The way the Abstra™ team solved this problem is by building the entire AI application with “Lego blocks” and making the application subject agnostic and rapidly adaptable to any new field. Instead of designing an application for a specific purpose, by having a set of ''Lego blocks'' to work with, the Abstra™‘s team is able to put together an AI application for document information extraction deployable to any subject area with pinpoint accuracy.

The result of building such a highly modular system is stunning: In the past, building such a new AI application could have taken years, but the modular APDT™ AI technology accomplishes the same feat within 90 days. The APDT™ AI system only needs about 200-400 varied document samples, the desired information, and a subject matter expert's input during that period to achieve a near 98-100% data accuracy threshold.

This makes Abstra™‘s AI solution infinitely scalable to any field in the business world when it comes to extracting information from Documents: an AI solution applicable to any business, to any industry, to any field.

People who learn about Abstra™ for the first time sometimes question why its products - AP ™ and APDT™ - required nearly 13 years to develop. Some mistakenly believe the attention to the mission was divided, and nothing could be further from the truth. AI product development ultimately exposes the unwritten law that physics shifts from linear to exponential behavior near the sound barrier: The effort to cross the high accuracy threshold in AI becomes exponentially harder as one gets closer.

It is a testament to the Abstra™ team - given the incredible limitations of resources - that this goal was achieved with nothing but this team‘s unparalleled dedication, its know-how, experience, and working seamlessly together as a team. It tells volumes about Abstra™ presenting the world's first AI Precision System™ (defined as an AI system capable of achieving data accuracy in the 98-100% range) to the business community and defining the term “AI Precision System” in the process. It tells a compelling story about this firm, a realization that people at Abstra™ have not only built a revolutionary product, but a culture capable of revolutionizing the world with AI.
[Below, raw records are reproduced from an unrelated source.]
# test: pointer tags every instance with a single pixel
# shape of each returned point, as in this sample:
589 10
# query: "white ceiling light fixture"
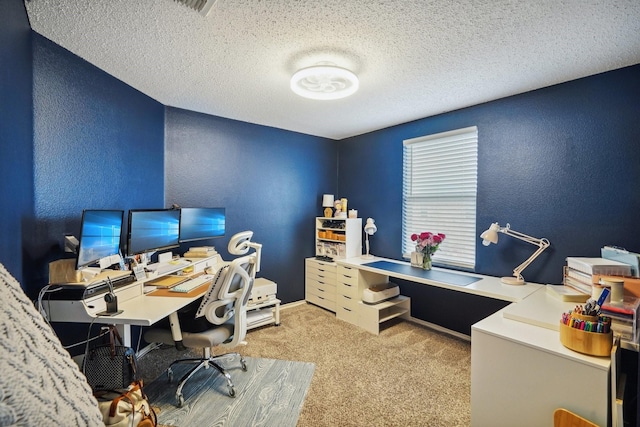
324 82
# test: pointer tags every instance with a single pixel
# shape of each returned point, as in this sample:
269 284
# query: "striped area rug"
270 393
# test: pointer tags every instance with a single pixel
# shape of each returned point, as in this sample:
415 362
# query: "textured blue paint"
560 162
16 122
98 144
270 181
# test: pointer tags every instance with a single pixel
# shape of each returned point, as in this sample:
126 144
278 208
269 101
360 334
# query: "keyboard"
167 267
190 285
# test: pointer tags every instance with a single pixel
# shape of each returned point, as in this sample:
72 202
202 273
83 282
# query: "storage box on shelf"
338 238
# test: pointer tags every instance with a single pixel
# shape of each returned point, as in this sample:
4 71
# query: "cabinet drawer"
347 314
321 301
348 275
347 290
347 302
321 276
321 289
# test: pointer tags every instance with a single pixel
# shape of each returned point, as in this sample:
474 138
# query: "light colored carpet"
408 375
269 393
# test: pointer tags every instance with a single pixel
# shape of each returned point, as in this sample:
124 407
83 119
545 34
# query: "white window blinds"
439 193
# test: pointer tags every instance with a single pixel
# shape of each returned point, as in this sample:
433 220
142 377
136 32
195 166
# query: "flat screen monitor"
152 230
201 223
100 234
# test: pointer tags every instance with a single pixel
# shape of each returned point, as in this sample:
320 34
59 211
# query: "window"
439 186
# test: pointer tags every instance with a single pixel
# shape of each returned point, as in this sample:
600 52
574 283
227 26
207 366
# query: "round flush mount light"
324 82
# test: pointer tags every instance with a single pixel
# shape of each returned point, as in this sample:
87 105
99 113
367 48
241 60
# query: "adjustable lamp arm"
541 243
490 236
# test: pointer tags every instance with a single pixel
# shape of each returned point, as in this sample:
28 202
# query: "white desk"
137 308
520 373
486 286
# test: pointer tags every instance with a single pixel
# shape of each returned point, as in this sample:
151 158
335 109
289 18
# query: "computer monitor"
100 234
152 230
201 223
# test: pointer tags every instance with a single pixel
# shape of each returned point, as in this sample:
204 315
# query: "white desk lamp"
369 230
491 236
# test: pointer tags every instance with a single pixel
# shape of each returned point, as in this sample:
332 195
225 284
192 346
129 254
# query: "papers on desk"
149 288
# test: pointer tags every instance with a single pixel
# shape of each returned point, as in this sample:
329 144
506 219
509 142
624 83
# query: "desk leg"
125 333
176 333
277 314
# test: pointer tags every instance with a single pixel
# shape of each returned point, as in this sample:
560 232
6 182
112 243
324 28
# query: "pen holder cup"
591 343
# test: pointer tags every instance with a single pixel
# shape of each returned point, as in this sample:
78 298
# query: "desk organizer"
591 343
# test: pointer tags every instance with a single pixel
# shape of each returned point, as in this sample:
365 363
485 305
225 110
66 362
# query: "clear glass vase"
426 261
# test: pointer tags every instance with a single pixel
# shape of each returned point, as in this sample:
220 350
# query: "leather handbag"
110 366
126 409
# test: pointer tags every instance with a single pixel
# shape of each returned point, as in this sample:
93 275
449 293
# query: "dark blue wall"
97 144
561 162
16 125
269 180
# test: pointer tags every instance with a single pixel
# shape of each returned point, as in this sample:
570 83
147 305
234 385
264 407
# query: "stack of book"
624 317
582 273
200 252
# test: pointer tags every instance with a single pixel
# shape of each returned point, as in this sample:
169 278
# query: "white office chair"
224 306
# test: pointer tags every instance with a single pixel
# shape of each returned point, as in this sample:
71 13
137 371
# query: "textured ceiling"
414 58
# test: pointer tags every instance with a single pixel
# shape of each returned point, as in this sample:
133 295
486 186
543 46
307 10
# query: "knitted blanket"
40 385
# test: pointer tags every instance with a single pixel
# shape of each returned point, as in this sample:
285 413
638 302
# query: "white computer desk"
486 286
138 308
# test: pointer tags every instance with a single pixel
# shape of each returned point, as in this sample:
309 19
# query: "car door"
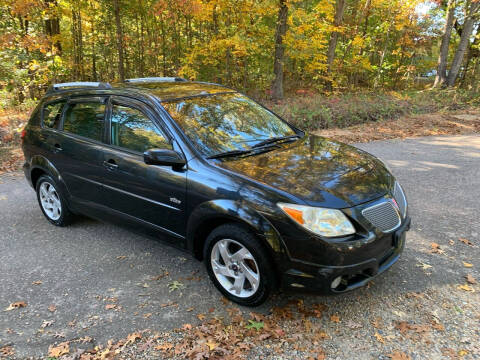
153 194
79 147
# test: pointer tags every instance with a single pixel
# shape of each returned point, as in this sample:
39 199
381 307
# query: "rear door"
80 146
152 194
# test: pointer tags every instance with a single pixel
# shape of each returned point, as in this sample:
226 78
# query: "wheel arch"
209 215
39 166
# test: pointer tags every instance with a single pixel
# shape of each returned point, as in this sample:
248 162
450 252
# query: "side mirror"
164 157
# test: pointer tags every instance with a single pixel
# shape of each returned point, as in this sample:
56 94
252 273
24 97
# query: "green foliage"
322 112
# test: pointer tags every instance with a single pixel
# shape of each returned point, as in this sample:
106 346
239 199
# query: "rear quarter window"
52 113
85 119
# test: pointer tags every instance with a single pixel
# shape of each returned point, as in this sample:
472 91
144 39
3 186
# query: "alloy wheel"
235 268
50 201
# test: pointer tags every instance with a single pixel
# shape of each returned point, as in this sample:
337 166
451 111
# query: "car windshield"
226 122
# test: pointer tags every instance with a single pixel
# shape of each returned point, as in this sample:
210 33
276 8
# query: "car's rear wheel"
52 201
238 265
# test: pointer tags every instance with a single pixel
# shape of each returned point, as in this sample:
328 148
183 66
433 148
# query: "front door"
152 194
79 147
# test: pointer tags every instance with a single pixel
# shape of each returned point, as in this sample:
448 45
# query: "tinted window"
220 123
51 114
133 130
85 119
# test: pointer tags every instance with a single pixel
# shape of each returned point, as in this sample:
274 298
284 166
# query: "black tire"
66 216
248 240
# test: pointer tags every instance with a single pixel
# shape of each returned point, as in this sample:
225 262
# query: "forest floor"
97 291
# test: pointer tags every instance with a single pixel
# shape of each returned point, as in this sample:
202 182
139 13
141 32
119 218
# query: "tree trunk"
52 26
332 45
464 42
277 85
441 77
471 53
118 22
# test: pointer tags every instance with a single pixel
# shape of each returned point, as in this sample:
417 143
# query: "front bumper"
319 278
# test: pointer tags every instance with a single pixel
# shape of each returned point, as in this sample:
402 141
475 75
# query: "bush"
317 111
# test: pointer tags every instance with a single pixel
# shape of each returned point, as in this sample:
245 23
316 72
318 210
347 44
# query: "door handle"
110 164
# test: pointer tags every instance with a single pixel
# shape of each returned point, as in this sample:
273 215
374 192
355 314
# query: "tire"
52 202
226 269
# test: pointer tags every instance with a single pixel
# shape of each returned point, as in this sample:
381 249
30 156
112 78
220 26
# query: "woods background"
266 48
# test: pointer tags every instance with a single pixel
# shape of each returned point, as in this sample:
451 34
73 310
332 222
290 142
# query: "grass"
316 111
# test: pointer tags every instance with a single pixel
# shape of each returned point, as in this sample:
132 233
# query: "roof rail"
156 79
79 85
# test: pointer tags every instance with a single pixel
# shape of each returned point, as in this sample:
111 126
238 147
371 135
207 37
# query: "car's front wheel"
238 265
52 202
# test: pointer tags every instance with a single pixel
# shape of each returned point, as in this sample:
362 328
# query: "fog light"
336 282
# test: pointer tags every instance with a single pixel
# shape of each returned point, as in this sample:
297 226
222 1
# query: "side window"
133 130
51 114
85 119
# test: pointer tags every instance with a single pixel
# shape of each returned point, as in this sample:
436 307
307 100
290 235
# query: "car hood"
319 171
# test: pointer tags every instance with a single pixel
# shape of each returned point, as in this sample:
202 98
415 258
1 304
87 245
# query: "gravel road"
97 281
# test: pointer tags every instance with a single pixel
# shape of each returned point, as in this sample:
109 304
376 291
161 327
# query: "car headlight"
321 221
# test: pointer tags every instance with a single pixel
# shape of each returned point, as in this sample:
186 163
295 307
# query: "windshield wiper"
229 153
274 140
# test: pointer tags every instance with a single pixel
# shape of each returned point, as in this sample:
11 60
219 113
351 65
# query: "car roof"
162 90
167 91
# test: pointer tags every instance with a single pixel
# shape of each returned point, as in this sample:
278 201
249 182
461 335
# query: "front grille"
383 216
399 196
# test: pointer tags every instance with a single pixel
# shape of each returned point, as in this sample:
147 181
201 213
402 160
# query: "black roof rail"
156 79
78 85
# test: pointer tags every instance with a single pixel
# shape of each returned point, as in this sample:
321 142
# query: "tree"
118 23
332 45
277 85
441 76
473 8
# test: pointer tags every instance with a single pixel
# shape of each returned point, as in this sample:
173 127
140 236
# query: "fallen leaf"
46 323
436 249
437 326
59 350
335 318
16 305
466 241
164 347
211 345
131 338
175 285
257 325
466 288
379 338
399 355
7 351
470 279
353 325
378 323
424 266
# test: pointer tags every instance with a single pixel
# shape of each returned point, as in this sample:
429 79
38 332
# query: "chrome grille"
399 196
383 216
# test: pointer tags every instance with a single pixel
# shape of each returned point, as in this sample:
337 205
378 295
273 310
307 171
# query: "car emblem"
175 201
396 204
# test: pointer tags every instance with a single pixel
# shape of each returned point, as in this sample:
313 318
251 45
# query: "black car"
211 171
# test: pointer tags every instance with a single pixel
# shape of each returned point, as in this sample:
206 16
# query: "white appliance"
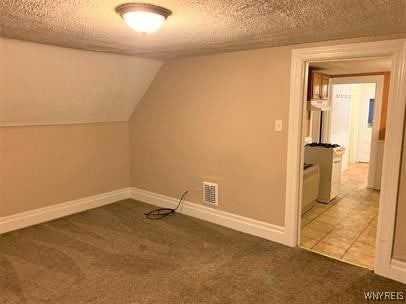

Many viewed and still view building an AI Precision System as a pipe dream, something that cannot be achieved, especially with AI tools like ChatGPT™ around. But, as the late Nelson Mandela once said: “it always seems impossible until it is done.”

The path towards building a high accuracy AI system is a road filled with graveyards of past attempts from companies with far greater resources and countless other AI experts with resumes longer than the next. Yet, this small group of highly dedicated people at Abstra™ never gave up on this promise, persevered like that little engine that could, and that miraculous journey only took a meager 13 years.